Overusing mocks is the most common testing mistake after not writing tests at all. If a test mocks out ten objects to exercise one function, you are testing the wiring, not the logic. The function should be broken down, or the dependencies should be simplified, until the test doubles are minimal.

Edge cases are where bugs live

The typical test verifies the happy path with a representative input. This is necessary but not sufficient. The bugs that reach production are almost always in edge cases: empty collections, zero values, maximum values, None inputs, concurrent access, network timeouts. Each of these deserves its own test.

@pytest.mark.parametrize("items,expected", [
    ([],           Decimal("0.00")),     # empty cart
    ([("x", "0.01", 1)], Decimal("0.01")),  # minimum price
    ([("y", "999.99", 100)], Decimal("99999.00")),  # large order
])
def test_cart_total_edge_cases(items, expected):
    cart = ShoppingCart()
    for name, price, qty in items:
        cart.add_item(name, price=Decimal(price), qty=qty)
    assert cart.total() == expected

Parametrized tests (pytest's @pytest.mark.parametrize, JUnit 5's @ParameterizedTest) let you express many input/output pairs without duplicating the test body. This is far better than repeating nearly identical test functions for each case.

What coverage tells you and what it does not

Code coverage measures which lines (or branches) were executed during the test run. 80% line coverage means 20% of lines were never touched. Coverage has a ceiling effect: reaching 100% does not mean your tests are good — it means every line was executed at least once. A test that calls a function with a valid input, never checks the return value, and still "covers" the function is not a useful test.

Use coverage as a floor, not a goal. A coverage report that flags a large block of untested code is useful: go write tests for it. A project that treats 80% as a success criterion and stops there has learned the wrong lesson from the metric. The useful question is not "what percentage of lines did we execute?" but "do we have tests for the failure modes and edge cases that matter?"

Mutation testing is a more rigorous alternative: the tool automatically introduces small bugs into your code (flipping a > to >=, deleting a line) and checks whether your tests catch the change. A suite that misses most mutations is not doing its job regardless of coverage percentage.

Test speed and organization

Tests that run slowly do not get run. The goal is a suite that completes in seconds for local development, so developers run it constantly rather than at commit time only. The main strategies:

Keep unit tests (in-memory, no I/O) separate from integration tests (database, network). Run unit tests locally on every save; run integration tests in CI.
Do not hit the real database in unit tests.
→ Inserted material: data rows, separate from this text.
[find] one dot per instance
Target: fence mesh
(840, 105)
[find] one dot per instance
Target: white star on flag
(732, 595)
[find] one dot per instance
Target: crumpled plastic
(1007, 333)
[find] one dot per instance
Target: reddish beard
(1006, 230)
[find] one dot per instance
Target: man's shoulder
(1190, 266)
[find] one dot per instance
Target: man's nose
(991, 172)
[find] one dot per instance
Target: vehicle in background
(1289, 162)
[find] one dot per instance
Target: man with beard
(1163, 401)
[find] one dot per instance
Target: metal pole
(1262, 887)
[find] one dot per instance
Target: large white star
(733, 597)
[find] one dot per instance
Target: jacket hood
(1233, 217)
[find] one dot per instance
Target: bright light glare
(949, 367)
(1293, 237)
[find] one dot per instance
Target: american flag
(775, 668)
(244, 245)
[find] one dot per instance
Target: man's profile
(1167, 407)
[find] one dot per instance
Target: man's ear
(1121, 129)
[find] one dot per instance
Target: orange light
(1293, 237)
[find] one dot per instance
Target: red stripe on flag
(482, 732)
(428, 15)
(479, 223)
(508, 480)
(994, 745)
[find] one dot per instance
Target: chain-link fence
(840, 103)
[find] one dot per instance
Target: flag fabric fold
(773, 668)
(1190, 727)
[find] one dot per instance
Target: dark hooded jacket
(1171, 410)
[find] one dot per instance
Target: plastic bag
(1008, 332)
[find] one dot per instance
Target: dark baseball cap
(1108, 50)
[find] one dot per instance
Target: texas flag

A fake repository or an in-memory SQLite database is faster by two orders of magnitude than a real PostgreSQL instance over a network socket.
Avoid time.sleep in tests. If you need to test time-dependent behavior, inject the clock as a dependency and control it in the test.
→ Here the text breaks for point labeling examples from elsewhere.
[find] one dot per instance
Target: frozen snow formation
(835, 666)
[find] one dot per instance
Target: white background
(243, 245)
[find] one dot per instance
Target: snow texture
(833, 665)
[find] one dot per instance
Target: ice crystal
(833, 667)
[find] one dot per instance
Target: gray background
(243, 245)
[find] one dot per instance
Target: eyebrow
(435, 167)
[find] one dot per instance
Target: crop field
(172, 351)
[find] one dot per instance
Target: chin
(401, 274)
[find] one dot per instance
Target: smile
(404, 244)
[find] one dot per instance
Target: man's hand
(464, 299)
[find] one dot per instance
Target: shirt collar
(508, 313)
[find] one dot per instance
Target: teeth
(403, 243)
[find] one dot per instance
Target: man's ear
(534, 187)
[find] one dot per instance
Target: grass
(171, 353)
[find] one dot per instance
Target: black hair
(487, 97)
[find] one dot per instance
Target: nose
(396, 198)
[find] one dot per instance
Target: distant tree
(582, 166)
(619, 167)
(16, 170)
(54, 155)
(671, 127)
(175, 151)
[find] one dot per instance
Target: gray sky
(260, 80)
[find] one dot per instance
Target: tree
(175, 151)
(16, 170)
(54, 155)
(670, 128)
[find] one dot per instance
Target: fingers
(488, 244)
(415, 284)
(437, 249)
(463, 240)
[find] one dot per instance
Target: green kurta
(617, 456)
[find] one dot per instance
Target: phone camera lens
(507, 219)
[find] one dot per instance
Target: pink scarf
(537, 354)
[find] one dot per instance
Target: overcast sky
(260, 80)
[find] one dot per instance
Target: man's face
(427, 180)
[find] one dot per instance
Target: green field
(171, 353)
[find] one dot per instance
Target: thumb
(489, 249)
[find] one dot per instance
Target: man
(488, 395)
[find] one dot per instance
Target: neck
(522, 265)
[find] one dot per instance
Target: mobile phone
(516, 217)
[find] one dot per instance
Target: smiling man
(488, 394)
# Inject the clock so tests can control "now"
from datetime import datetime

class TokenService:
    def __init__(self, clock=None):
        self._clock = clock or datetime.utcnow

    def is_expired(self, token):
        return self._clock() > token.expires_at

# In the test
def test_expired_token_rejected():
    future = datetime(2030, 1, 1)
    service = TokenService(clock=lambda: future)
    token = Token(expires_at=datetime(2025, 1, 1))
    assert service.is_expired(token)

A test suite that is fast, focused on behavior, and minimal in its use of mocks stays useful as the codebase grows. One that is slow, coupled to implementation details, and littered with assertions on internal state becomes a burden within months — and gets turned off rather than fixed.